Todos os neurônios dependem da sintaxina 1A para se comunicar. Por isso, os


cientistas suspeitam que esse congestionamento aconteça no cérebro inteiro,
afetando até 100 trilhões de sinapses (são cerca de mil delas por neurônio).

Mas não para aí. Estudos recentes provaram que os anestésicos também
dificultam a ação da cinesina, uma proteína essencial para o funcionamento dos
neurônios, e inibem a produção de uma enzima chamada Complexo I – que é
vital para a produção de energia nas mitocôndrias, dentro das células. Todas essas
descobertas têm ampliado o foco dos cientistas.

“A anestesia geral não produz inconsciência só tornando os neurônios menos


ativos. Ela pode quebrar as conexões entre várias regiões cerebrais”, diz Laura
Lewis, do MIT. Isso pode ajudar a explicar aqueles casos impressionantes, sobre
os quais falamos no começo desta reportagem, em que a pessoa mantém algum
nível de consciência enquanto está anestesiada. Uma possibilidade é que o
neocórtex, região cerebral ligada à consciência, continue funcionando em algum
grau – e o hipocampo (área que coordena a formação de memórias) não consiga
monitorar sua atividade. Mas isso ainda é mera especulação.

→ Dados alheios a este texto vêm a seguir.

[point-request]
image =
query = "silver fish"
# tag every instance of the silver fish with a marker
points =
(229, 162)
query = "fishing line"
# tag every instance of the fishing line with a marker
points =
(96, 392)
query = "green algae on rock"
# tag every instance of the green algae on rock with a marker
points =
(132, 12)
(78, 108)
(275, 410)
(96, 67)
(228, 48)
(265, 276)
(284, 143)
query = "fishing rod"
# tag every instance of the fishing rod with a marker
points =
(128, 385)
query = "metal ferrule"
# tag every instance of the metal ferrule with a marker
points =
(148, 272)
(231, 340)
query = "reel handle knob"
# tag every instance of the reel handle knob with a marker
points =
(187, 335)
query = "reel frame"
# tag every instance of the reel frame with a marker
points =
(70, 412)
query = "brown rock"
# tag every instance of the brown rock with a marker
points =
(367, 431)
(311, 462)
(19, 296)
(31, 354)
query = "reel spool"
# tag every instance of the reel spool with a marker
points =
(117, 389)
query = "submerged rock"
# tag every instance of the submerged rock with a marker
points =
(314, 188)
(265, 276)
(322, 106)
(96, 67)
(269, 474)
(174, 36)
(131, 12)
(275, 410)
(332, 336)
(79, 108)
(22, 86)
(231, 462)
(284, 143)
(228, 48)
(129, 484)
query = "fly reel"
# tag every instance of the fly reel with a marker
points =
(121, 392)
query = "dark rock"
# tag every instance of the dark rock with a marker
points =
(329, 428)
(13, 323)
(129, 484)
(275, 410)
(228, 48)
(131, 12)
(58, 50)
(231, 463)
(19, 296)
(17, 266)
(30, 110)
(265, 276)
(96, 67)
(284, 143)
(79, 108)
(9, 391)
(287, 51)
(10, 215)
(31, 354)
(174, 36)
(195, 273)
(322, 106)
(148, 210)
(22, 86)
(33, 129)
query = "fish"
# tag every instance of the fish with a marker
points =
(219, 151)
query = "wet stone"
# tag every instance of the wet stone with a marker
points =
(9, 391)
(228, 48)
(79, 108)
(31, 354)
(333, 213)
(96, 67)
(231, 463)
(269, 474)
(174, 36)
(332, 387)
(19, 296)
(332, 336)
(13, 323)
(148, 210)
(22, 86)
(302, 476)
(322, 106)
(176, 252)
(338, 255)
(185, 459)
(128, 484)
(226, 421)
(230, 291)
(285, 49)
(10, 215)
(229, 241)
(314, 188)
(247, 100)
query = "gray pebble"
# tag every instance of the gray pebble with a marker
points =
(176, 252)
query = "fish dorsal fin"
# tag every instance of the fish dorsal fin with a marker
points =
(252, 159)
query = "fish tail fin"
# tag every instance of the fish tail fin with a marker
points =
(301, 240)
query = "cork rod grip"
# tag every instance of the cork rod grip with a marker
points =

A anestesia geral só será plenamente desvendada quando a ciência resolver o


maior mistério de todos: o que é a consciência. Somente entendendo isso
poderemos saber como trilhões de sinapses podem se desligar na mesa de cirurgia
e depois voltar a funcionar perfeitamente, sem sequelas. E por que, em muitos de
nós, algo continua ligado – mesmo que não nos lembremos de nada depois.